A breeze blows on the back of my neck and rustles the dogwood leaves above me. The morning sun is hot on my arm. I need to apply sunscreen. I’m on butterfly and bird watch.
It may be too windy for butterflies, or may be too early in the year, but we’ve got treats for them when their ready. I never appreciated the advantages of perennials, that they come back each year without me having to do anything. In Florida, we didn’t have winter to kill everything back. In Florida, gardening was a year round endeavor. I’m not sure perennial had meaning there.
I never knew how glorious they could be — a one time investment of work for a lifetime of beauty! The yarrow and indigo Salvia are already bonkers with blooms. The Echinacea and blanket flower have plump buds, the cat mint and Russian sage and Guara and columbine wave pink and purple flowers in the breeze.
I decided to put even more perennials in since they come back so full and vibrant each year — and because I can divide them and get free plants out of them — but I’ve also reserved a swath in front of my dogwood roost for annuals. I like to be able to try something new each year, and this year I went with yellows, reds, and oranges, with some white to break it all up. All butterfly flowers of course: scarlet sage, orange Cuphea, white Pentas, yellow, orange and pink zinnias, yellow Lantana.

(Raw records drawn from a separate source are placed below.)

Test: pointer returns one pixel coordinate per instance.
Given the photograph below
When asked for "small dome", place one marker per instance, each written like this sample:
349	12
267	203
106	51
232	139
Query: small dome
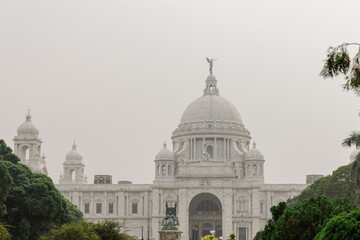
27	129
164	154
210	107
211	78
353	154
73	155
255	154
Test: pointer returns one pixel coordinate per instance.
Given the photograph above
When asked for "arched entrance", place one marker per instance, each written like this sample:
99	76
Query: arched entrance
205	214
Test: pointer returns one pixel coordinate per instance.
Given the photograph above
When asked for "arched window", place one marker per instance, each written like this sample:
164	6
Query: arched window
169	170
209	150
254	170
107	180
101	180
207	206
72	172
309	180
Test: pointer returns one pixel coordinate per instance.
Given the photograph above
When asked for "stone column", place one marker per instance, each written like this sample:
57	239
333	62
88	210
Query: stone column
255	212
227	213
195	157
105	205
155	214
92	204
121	204
215	150
183	214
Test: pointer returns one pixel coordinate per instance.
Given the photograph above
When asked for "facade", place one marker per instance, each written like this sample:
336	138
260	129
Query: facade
214	175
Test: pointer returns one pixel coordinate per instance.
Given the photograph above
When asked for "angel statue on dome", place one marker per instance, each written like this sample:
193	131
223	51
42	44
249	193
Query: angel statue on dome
210	61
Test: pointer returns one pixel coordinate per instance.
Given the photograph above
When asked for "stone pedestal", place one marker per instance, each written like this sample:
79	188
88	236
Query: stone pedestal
170	234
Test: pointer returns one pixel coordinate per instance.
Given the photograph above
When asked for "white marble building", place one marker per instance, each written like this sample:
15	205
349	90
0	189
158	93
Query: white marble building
214	176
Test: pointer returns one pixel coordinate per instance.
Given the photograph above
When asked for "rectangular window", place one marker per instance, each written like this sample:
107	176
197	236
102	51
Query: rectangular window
134	208
242	233
111	208
98	207
87	208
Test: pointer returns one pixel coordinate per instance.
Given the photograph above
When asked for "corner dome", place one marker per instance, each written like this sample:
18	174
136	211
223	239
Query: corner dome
210	107
353	154
255	154
164	154
27	129
73	155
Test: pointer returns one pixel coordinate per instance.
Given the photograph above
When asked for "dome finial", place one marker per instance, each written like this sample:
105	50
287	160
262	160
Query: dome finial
28	116
211	63
211	81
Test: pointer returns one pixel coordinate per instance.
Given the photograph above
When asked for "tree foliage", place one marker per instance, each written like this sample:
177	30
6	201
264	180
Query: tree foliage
342	226
341	183
30	202
4	233
304	220
338	62
232	236
107	230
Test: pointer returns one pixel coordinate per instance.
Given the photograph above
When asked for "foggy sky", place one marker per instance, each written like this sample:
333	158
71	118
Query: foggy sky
116	77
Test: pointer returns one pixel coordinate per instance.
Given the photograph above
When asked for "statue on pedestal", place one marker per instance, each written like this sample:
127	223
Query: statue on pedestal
170	221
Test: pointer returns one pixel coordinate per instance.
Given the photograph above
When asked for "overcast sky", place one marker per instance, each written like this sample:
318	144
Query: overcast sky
116	76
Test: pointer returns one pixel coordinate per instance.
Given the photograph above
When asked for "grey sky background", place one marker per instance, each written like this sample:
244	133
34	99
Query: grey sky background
116	76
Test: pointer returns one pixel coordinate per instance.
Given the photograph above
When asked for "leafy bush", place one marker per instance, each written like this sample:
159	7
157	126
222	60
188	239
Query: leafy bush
28	201
304	220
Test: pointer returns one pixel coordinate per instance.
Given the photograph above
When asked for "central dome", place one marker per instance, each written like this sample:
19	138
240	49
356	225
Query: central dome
210	107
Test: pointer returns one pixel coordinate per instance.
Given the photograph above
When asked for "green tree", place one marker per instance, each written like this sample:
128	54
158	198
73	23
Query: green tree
338	62
304	220
4	233
342	226
73	231
111	230
232	236
30	202
107	230
340	184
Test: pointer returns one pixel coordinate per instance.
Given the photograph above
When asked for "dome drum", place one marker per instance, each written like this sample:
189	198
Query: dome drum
211	127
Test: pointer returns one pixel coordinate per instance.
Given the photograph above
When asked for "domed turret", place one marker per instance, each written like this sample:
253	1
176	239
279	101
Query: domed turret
27	146
254	165
28	129
353	154
164	153
164	164
74	155
73	168
255	154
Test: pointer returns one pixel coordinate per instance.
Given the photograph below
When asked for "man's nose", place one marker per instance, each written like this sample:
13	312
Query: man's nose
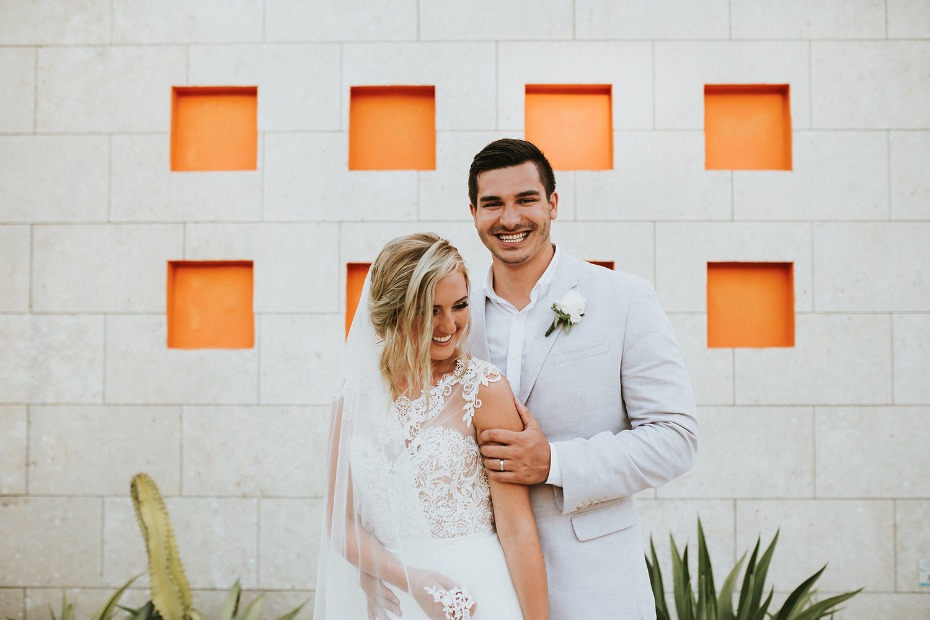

The zinnias I planted from seed, and spent some time yesterday moving around to space the seedlings out. They’re doing well, but I am impatient for them to grow and bloom. That’s what money buys you in the gardening world: time. The more you spend, the less time you have to wait. I spent about $1.50 on a seed packet, and six weeks later I have about 50 zinnia seedlings 2-3 inches tall. I don’t know how much longer I’ll need to wait for them to blossom, but at blooming time I can guarantee I wouldn’t be able to buy even one flowering zinnia for $1.50.
I’m eager for the Lantana to fill out and cover the ground in front of the bird bath our daughter made me for Mother’s Day. I’ve put stones in it so butterflies can use it, too, and have a place to rest while they sip. So far I haven’t seen any birds or butterflies bathing or drinking, but I keep the water fresh anyway.
Despite my impatience for things to grow and bloom, I think this is my favorite time of year in Appalachia: the time when I can sit in the garden and steep in the growth that’s happening all around. It still boggles my mind that a kernel as tiny as a sesame seed can become a knee-, or waist-, or chest-high organism with broad green leaves, bright flower petals, pistils and stamens and complex mechanisms for fertilization, and a renewable food source for other organisms. Life is miraculous to me. A kernal to a bush, an acorn to a tree.
Our yard is not a wilderness. A manicured garden is not the first thing that comes to mind when I think “nature.” But our garden is alive. And our intention with it is to attract more life. I want bees and butterflies, wasps and worms, spiders and sparrows, monarchs and moths. I can’t get enough of watching the world around me interact, of soaking it all in and wondering at the marvel of our existence.
This is my entry for the Daily Post prompt, Infuse.